City stops smoking
Residents at Midtown’s Comstock building forced to quit or move out
One of the last city-owned public-housing buildings to allow smoking is about to put out the cigarettes.
The Comstock high-rise, located on the corner of 18th and K streets, until recently allowed residents to puff in its units. But city council and the Sacramento County Board of Supervisors approved a public-housing nonsmoking policy last January, and the Sacramento Housing and Redevelopment Agency intends to prohibit indoor smoking in the building next year.
“They’re stepping on our toes and violating our rights of smoking,” said Dean Storey, a resident of the Comstock building and longtime smoker. “If we do not quit smoking, or if we’re caught smoking in our apartments, they’re talking about eviction.”
Effective January 1, all incoming Comstock residents will sign a lease agreement that abides the new nonsmoking policy; all current residents will be asked to sign on with their next recertification.
Some long-standing residents, though, are anything but happy. “Now, my civil rights are being violated,” Storey argued.
But Nick Chhotu, SHRA assistant director of public housing, says this is not a civil-liberties issue. “The secondhand smoke carries throughout the building,” he explained, “and has affected those residents that have respiratory [problems], or minor children.”

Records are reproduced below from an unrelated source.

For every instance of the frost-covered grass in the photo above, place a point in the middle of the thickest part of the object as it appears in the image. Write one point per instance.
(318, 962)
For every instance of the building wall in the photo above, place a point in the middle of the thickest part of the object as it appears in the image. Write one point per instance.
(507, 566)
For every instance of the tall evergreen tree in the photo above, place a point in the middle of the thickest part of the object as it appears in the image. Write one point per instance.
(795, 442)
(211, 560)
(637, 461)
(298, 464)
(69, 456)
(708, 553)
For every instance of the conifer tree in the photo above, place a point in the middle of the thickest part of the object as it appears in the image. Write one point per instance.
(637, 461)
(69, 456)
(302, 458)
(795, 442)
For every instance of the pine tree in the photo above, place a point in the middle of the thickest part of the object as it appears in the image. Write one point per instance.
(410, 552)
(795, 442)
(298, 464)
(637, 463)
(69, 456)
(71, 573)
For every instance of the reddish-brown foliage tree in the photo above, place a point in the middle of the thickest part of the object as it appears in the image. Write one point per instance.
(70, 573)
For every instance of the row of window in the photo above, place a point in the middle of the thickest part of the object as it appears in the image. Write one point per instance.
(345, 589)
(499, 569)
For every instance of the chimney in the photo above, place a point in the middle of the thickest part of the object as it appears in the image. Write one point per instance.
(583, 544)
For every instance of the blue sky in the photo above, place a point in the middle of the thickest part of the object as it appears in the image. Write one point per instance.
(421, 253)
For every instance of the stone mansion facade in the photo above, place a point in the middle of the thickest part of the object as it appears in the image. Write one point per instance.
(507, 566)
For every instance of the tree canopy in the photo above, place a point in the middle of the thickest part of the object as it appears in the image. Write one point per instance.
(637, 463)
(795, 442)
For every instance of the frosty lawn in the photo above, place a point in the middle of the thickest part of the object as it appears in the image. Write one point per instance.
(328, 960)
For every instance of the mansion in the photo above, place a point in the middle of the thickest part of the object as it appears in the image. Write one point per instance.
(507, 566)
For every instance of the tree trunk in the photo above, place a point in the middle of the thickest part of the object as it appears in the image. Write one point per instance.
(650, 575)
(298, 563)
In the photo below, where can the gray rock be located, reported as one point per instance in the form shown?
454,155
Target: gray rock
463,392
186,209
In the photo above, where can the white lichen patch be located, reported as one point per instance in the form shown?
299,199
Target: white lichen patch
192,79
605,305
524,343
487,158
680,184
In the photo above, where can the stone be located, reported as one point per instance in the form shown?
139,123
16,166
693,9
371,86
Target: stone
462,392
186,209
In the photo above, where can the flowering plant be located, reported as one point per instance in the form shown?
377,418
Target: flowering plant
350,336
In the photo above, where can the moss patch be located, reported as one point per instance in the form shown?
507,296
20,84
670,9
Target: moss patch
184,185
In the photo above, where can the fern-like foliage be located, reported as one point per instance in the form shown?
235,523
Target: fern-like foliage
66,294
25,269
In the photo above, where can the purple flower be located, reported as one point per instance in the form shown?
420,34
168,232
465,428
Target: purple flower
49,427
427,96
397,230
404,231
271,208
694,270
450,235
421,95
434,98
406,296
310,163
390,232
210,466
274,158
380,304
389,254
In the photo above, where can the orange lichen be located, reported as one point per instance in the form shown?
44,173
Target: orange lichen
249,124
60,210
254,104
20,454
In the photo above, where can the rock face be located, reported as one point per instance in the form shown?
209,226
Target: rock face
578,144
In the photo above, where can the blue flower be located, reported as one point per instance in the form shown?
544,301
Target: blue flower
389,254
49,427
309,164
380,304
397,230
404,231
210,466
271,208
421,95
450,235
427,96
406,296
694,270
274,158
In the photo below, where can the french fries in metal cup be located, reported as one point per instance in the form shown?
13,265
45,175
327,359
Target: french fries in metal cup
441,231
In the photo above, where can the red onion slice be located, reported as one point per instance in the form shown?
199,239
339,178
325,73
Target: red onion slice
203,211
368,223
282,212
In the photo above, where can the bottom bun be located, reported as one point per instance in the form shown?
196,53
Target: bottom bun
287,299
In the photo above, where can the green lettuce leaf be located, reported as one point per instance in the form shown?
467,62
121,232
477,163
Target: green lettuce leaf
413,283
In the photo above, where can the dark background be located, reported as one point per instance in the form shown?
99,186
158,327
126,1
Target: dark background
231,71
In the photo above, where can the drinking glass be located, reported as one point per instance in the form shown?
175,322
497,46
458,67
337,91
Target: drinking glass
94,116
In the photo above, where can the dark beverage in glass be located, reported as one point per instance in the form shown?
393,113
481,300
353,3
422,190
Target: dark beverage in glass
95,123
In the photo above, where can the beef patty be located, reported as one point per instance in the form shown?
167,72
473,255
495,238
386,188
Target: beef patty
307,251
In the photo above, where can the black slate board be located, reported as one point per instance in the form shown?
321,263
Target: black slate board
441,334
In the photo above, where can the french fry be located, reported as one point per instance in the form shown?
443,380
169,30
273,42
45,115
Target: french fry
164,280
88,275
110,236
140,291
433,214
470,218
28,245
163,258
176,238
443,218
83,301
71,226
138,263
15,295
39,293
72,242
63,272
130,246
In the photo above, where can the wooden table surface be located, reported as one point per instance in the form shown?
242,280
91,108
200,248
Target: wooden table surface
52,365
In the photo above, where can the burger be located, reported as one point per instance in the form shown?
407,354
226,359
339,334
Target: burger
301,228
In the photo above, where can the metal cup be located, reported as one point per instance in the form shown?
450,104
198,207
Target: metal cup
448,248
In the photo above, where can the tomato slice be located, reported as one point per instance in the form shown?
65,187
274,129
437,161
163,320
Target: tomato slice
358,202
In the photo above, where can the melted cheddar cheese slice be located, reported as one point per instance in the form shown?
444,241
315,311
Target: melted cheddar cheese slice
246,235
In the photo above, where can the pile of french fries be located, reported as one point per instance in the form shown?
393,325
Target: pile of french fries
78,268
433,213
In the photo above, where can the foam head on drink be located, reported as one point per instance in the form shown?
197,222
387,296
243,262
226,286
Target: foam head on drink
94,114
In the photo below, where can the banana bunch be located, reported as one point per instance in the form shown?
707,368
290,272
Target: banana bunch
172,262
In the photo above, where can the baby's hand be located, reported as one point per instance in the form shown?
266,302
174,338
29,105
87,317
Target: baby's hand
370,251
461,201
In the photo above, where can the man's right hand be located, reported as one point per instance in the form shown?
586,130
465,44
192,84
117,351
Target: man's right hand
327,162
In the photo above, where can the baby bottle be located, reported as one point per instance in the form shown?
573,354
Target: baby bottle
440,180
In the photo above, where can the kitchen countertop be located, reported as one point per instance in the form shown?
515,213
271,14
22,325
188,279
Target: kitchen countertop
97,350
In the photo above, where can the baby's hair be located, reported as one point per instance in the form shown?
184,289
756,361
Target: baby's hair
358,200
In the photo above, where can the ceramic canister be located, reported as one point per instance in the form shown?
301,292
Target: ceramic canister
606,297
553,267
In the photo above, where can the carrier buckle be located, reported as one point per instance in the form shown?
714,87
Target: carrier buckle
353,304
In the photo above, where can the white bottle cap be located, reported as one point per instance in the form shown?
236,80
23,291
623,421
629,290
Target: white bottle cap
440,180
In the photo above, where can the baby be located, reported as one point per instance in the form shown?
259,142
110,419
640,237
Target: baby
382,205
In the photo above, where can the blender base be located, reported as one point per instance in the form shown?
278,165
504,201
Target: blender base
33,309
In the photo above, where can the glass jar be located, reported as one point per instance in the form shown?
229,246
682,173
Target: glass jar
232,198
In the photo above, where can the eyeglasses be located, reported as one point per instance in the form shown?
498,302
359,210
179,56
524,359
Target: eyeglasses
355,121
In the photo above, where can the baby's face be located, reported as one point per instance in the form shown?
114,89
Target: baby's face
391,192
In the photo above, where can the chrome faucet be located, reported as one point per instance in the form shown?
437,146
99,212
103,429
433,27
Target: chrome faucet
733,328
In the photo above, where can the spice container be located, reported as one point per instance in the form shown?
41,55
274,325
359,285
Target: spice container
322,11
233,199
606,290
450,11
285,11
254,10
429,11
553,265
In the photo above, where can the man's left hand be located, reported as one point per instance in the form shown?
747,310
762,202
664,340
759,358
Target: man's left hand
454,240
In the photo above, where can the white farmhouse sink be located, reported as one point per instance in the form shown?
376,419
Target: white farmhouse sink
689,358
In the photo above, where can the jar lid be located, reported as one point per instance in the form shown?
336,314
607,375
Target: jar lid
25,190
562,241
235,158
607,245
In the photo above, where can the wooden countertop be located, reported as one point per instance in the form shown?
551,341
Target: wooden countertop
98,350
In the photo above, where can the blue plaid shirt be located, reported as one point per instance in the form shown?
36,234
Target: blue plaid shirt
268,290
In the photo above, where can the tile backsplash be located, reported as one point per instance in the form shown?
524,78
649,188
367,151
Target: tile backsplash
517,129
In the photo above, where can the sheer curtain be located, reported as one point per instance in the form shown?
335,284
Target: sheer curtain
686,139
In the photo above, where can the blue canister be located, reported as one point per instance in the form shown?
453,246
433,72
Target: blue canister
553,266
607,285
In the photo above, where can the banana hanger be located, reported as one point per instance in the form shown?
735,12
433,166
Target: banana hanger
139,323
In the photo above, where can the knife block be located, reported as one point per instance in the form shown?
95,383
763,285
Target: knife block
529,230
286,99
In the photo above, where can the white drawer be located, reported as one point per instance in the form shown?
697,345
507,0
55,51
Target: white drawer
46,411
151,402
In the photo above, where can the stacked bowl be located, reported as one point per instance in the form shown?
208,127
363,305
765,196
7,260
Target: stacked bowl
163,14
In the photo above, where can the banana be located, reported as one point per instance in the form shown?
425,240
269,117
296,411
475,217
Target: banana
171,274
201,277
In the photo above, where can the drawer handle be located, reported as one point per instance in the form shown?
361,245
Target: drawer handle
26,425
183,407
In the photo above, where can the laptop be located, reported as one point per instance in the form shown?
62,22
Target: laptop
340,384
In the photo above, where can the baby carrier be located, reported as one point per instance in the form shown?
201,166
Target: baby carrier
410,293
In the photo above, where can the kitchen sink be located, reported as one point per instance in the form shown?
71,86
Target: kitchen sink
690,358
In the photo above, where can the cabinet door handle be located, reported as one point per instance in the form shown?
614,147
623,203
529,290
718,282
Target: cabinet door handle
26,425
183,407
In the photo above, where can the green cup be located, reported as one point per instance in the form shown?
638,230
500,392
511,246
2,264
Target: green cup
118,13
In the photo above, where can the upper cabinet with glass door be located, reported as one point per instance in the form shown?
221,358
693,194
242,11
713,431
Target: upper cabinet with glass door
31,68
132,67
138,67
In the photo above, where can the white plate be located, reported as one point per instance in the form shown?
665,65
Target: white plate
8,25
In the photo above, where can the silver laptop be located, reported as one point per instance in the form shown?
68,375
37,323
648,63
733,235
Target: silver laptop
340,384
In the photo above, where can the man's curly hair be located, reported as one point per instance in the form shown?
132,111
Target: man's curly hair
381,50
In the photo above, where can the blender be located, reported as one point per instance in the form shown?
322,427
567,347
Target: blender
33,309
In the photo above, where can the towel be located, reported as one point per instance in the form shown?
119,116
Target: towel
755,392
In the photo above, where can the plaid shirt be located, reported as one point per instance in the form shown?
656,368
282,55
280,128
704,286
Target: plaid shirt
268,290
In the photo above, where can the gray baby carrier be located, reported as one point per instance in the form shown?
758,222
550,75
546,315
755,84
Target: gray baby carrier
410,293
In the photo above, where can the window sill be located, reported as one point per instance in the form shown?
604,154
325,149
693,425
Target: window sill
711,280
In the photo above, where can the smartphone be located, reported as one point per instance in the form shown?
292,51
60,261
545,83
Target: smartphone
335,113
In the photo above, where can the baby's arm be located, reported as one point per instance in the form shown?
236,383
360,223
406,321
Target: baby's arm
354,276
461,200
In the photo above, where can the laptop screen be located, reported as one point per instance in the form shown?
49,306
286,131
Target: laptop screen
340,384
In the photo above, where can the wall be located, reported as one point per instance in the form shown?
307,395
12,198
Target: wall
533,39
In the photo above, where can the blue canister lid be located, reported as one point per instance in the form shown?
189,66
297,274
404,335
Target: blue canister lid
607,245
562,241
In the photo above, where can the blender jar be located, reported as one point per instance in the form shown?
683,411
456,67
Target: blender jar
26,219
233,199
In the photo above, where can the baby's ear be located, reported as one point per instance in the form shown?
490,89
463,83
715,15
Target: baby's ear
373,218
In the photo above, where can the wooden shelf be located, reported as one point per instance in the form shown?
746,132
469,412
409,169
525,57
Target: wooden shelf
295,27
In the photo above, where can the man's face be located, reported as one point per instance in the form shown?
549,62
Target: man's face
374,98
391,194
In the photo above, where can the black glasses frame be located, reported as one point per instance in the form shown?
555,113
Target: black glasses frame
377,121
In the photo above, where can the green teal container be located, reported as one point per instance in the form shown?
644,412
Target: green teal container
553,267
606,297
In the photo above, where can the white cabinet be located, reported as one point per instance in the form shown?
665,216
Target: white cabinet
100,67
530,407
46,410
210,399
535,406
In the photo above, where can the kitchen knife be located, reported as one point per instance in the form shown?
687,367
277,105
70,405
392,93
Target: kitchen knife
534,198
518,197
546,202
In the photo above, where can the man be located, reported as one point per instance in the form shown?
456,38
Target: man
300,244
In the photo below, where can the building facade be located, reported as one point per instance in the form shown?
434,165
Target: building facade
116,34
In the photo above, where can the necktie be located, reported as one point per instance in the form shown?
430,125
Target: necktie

In December 2006, the city and the county passed resolutions encouraging multifamily property owners to designate all units as nonsmoking. That same year, the Resident Advisory Board, in compliance with the public housing authority, conducted surveys of 644 residents at 17 public-housing-authority properties.
“What we found from these surveys was that over 75 percent of our residents wanted to adopt a nonsmoking policy,” said Chhotu, who explained that 121 housing authorities across the nation have adopted nonsmoking-facility policies.
About 40 percent of public-housing residents are minors, according to Chhotu, and another 20 percent are elderly, demographics highly susceptible to the ramifications of secondhand smoke. This is not to mention the clean-up expenses for smoking units, which he claims can cost up to $5,000.
“Smoking is the No. 1 cause for fires in our units,” Chhotu added.
With a majority of public-housing residents on disability or government assistance, the resources to quit the habit are too expensive or not covered by insurance, according to Storey.
But Chhotu says there’s a solution: The SHRA is working with two county nonprofits, RESPECT and Breathe California of Sacramento-Emigrant Trails, to provide training, counseling and support for smokers. “We’ve had a lot of residents that have wanted to quit smoking,” Chhotu explained.
Soon, they may get the chance to prove it.